今日,檀檀只看到了錦川河上最光鮮亮麗一面。
她看不見,錦川河底,鋪滿的枯骨。
下方大堂中的節目確實精彩。
有那群舞,身形似仙的女子,在高臺上或水袖舒展,纖腰無骨,舉手抬足,柔弱如水,讓人心生愛憐。
還有穿錦衣,執云板,身后絲竹相配,一言一語,歌聲嘹亮入云的女子,一曲歌畢,船艙之中四境無聲。
歌好聽,舞好看,讓人留戀不知返。
那大堂臺下,已經有不少人沉醉。
有青衫文士高呼臺上女子名姓,大喊非卿不娶。
有那落拓的儒生,端著酒杯,搖搖晃晃,口中吟著無人能懂的詩文,笑著哭,哭著笑。
坐在高處,觀這景致,別有一番意味。
廖晨轉頭,見韓牧野雙目之中神光透亮,微微一愣,然后搖頭道:“韓兄果然非尋常人,觀此百態,竟能超然物外。”
超然物外。
韓牧野目光投向四周的閣樓。
這些閣樓之中都有不少人端坐。
這些人高座于大堂之上,俯視下方百態,能借此磨礪本心。
那高呼女子名姓的青衫文士不知,自己一輩子難以企及的女子,這些閣樓上人只要喚一聲,今晚便能留宿閨閣。

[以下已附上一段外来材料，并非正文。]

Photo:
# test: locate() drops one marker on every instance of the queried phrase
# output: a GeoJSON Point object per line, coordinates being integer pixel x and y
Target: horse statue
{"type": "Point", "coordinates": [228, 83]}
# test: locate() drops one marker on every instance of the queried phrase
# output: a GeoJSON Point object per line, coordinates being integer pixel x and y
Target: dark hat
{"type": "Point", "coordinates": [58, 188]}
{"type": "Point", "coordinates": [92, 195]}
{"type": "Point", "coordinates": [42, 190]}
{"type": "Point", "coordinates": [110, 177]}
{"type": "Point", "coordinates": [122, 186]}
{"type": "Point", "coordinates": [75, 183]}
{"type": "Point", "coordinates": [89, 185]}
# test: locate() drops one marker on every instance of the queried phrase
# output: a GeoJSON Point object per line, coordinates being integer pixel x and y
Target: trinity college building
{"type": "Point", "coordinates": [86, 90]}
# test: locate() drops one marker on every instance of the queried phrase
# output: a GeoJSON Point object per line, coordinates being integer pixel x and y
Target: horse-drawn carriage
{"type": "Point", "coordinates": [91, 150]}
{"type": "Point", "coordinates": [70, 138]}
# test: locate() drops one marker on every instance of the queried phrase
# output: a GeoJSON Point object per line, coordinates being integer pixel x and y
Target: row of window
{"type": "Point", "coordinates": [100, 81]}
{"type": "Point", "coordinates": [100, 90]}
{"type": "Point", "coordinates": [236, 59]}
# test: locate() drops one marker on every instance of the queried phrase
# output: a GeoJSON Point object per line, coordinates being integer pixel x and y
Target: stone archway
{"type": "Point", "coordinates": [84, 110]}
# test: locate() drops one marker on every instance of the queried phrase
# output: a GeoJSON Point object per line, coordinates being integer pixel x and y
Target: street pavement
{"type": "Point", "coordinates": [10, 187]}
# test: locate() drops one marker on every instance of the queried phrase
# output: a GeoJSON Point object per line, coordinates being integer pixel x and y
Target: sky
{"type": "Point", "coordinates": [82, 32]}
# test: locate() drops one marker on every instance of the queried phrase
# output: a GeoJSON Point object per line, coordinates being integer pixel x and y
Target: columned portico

那些哭哭笑笑的落魄儒生或許不曉得,讓他此生不能忘的仙子,可能是閣樓上某位遺棄的。
中州繁華,難掩的,是世態寒涼。
這一刻,韓牧野身上,一股淡淡的浩然氣輕輕動一下,然后便消失不見。
但這浩然氣微微一現,廖晨整個人渾身顫抖,完全呆愣住。
浩然氣與人望相合,人法天地,宗師之境!
自己面前的韓牧,是一位儒道宗師?
蜀西不見宗師,關于宗師的傳聞,廖晨也是聽來。
但他知道,世間能成宗師者,皆是名滿天下,文名鎮壓一方的大儒。
每一位,都早已不知修行多少年歲月。
自己面前的韓牧公子,怎么可能是儒道宗師?
等他想要細看時候,韓牧野身上那剛剛突破的浩然氣已經全都收斂,完全看不出一絲了。
“廖公子,怎么了?”韓牧野面帶微笑的轉頭。
“呃,沒,沒什么。”廖晨唯一能想的就是,自己看花眼了。
他當然沒有看花眼。
韓牧野本就已經到儒道大師巔峰的浩然氣修為,今日在這仙舟閣樓上觀紅塵百態,終于突破,達到宗師之境。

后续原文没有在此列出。